Calling all ‘self-professed egalitarians’…

Tamar Szabo Gendler (Yale University) and Mahzarin Banaji (Harvard University, Blindspot) discuss the Implicit Association Test, which I highly recommend taking. I took this test for the first time when I was in high school (I discovered that I was incredibly racist, to my embarrassment). They also look at how one can address these implicit biases and discuss how attitudes are and aren’t changing across age groups. bloggingheads1 WordPress and bloggingheads.tv appear to be frenemies, so apologies for not being able to fully embed the video. You can either click the image above or go here. This ain’t a short clip, but really good and super important, especially if you are interested in exploring your own implicit biases when it comes to identity locations (psssst: you should be interested!). Also, bloggingheads.tv does that cool thing where you can jump to different parts of the video based on topics discussed.
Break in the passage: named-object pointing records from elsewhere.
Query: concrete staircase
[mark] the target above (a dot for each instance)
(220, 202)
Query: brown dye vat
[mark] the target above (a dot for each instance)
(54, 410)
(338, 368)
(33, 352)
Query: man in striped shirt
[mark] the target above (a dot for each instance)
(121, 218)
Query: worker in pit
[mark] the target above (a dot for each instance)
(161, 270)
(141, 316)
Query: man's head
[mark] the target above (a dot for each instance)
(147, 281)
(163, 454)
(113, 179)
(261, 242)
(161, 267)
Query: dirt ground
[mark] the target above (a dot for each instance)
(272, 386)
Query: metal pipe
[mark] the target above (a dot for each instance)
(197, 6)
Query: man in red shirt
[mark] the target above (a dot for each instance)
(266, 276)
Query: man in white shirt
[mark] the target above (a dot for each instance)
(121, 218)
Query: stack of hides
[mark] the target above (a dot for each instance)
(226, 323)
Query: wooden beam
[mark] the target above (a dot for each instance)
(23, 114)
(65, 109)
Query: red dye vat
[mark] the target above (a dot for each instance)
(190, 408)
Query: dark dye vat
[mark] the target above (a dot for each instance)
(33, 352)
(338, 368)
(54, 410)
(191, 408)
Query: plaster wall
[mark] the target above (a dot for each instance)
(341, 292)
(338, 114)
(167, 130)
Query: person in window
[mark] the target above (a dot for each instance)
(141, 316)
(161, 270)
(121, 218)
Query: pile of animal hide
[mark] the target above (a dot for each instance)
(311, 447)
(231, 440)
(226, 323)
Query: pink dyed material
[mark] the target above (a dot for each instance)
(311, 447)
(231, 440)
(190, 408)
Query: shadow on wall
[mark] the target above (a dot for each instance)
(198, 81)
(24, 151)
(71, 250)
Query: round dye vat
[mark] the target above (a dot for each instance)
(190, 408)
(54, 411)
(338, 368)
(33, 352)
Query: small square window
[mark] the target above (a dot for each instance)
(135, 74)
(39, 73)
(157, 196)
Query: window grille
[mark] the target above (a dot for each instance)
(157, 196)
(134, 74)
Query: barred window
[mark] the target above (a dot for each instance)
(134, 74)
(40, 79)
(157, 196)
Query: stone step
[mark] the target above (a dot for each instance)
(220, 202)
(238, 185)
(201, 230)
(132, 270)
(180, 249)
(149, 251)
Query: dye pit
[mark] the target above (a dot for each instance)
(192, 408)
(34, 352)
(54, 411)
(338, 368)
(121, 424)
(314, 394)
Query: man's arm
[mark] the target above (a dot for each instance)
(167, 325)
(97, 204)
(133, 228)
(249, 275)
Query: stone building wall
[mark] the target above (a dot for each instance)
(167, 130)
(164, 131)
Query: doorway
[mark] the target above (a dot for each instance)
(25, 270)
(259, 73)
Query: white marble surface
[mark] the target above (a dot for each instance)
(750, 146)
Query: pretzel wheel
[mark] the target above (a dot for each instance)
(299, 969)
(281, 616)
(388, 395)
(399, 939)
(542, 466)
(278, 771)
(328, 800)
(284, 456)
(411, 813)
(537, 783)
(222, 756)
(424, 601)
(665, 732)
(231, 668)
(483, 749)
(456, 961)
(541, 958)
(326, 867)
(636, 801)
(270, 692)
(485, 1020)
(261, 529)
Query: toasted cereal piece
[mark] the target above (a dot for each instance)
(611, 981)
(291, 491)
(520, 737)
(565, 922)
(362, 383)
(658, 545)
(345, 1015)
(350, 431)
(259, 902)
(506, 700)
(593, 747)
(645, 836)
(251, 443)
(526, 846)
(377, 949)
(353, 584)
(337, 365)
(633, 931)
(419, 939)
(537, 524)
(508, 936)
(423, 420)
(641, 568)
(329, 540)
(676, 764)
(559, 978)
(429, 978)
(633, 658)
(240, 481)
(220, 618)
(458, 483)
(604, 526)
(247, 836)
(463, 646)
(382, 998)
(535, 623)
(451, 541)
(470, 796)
After describing the background of the IAT and how it works, Gendler and Banaji discuss the difference between explicit and implicit bias and how implicit bias can impact those around us in quotidian situations. Banaji points out

…You and I are teachers- Who we call on in a classroom, how we might judge a paper- these are all possible instances in which our beliefs about groups of people can enter into our assessments of them.

She’s even had her classes audited where someone counts the instances she calls on students based on gender, and her implicit biases still show. Banaji seems to get a bit frustrated when she discusses how many studies have been done with regards to the IAT and yet there is still resistance. She says,

To me, what’s amazing is that each group refuses to be persuaded that they are capable of making these errors until a study is done with their population of people. And that itself to me is interesting  that somehow if I know that lawyers or judges or [inaudible] say “I can’t believe that it could be me. I have to be shown that it is my group that is doing this or I am doing this.

Which makes me wonder when someone will specifically research IAT within the context of drama conservatoire/BFA program faculty and staff. Will that be necessary?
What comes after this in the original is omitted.